Petronas layoffs reflect wider oil and gas challenges, says former PMO adviser
KUALA LUMPUR: Petroliam Nasional Bhd's (Petronas) decision to lay off more than 5,000 employees reflects the broader challenges facing the oil and gas sector, said a former economic director in the Prime Minister's Office (PMO).
In an episode of his podcast Keluar Sekejap, Shahril Hamdan said that, based on 2015 data, Petronas generated around RM6 million in revenue per employee, compared to other national oil companies (NOCs).
Shahril said Brazil's Petrobras and Indonesia's Pertamina were generating higher revenue per employee in 2015, adding that Petronas — and the public — must accept that adjustments are necessary to remain competitive.
He also said that the oil and gas landscape today is vastly different from that of the 1990s, when cost structures were lower and exploration was less technically challenging.
Shahril, a former Umno information chief, had served in the PMO during the reign of Datuk Seri Ismail Sabri Yaakob.
With easy-to-access oil and gas fields already tapped, companies around the world today are operating under new constraints, he said.
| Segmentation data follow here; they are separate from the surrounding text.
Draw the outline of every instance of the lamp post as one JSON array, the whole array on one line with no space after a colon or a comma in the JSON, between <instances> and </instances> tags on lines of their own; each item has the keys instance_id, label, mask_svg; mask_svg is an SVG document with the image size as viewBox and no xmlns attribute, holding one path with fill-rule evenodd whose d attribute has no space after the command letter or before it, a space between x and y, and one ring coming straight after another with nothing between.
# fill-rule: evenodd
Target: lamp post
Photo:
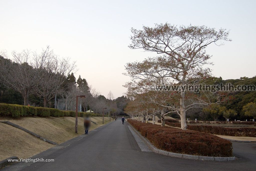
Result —
<instances>
[{"instance_id":1,"label":"lamp post","mask_svg":"<svg viewBox=\"0 0 256 171\"><path fill-rule=\"evenodd\" d=\"M102 124L104 124L104 109L106 109L106 108L103 108L103 112L102 113Z\"/></svg>"},{"instance_id":2,"label":"lamp post","mask_svg":"<svg viewBox=\"0 0 256 171\"><path fill-rule=\"evenodd\" d=\"M75 132L76 133L77 133L77 116L78 115L78 98L80 97L81 98L85 98L85 95L77 95L77 99L76 102L76 127L75 128Z\"/></svg>"}]
</instances>

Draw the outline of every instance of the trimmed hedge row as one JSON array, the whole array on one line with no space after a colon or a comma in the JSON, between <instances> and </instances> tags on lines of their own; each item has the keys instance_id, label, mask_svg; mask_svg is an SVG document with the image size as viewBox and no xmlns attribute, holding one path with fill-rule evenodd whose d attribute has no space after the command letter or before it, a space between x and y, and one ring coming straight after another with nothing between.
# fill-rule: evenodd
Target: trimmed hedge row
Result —
<instances>
[{"instance_id":1,"label":"trimmed hedge row","mask_svg":"<svg viewBox=\"0 0 256 171\"><path fill-rule=\"evenodd\" d=\"M92 116L101 116L102 115L84 112L79 112L79 116L83 116L85 114ZM60 110L53 108L23 106L18 104L0 103L0 116L9 116L13 117L38 116L41 117L53 116L76 116L76 112ZM108 115L104 116L108 116Z\"/></svg>"},{"instance_id":2,"label":"trimmed hedge row","mask_svg":"<svg viewBox=\"0 0 256 171\"><path fill-rule=\"evenodd\" d=\"M166 124L169 125L168 124ZM212 134L235 136L256 137L256 128L225 128L205 125L188 125L187 129L190 130L206 132Z\"/></svg>"},{"instance_id":3,"label":"trimmed hedge row","mask_svg":"<svg viewBox=\"0 0 256 171\"><path fill-rule=\"evenodd\" d=\"M216 136L131 119L127 121L158 148L174 153L205 156L232 156L231 142Z\"/></svg>"},{"instance_id":4,"label":"trimmed hedge row","mask_svg":"<svg viewBox=\"0 0 256 171\"><path fill-rule=\"evenodd\" d=\"M157 122L161 123L161 121ZM165 120L165 123L166 124L172 126L181 127L180 123L170 122L167 119ZM234 136L256 137L256 128L226 128L210 125L189 125L187 126L187 128L188 130L212 134Z\"/></svg>"}]
</instances>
"In the United States, for instance, it's the clearest example, where even though many barrels of oil are produced, employment in this sector has decreased," Shahril said.
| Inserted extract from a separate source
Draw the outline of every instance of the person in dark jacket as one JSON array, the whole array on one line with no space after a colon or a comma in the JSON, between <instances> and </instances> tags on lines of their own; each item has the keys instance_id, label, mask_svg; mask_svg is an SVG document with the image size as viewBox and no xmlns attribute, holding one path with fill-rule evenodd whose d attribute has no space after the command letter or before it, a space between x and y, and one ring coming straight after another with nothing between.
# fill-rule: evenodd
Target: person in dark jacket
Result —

Petronas president and group chief executive officer Tengku Tan Sri Muhammad Taufik had said that the company expects to reduce its headcount by "upwards of 5,000" as it right-sizes its workforce amid an evolving and increasingly challenging operating environment.
Taufik added that all those affected will be informed by the end of the year. The national oil company will also freeze recruitments until December 2026.
Petronas, which has some 52,000 employees globally, first announced in February this year that it was set to begin rightsizing its workforce by mid-2025.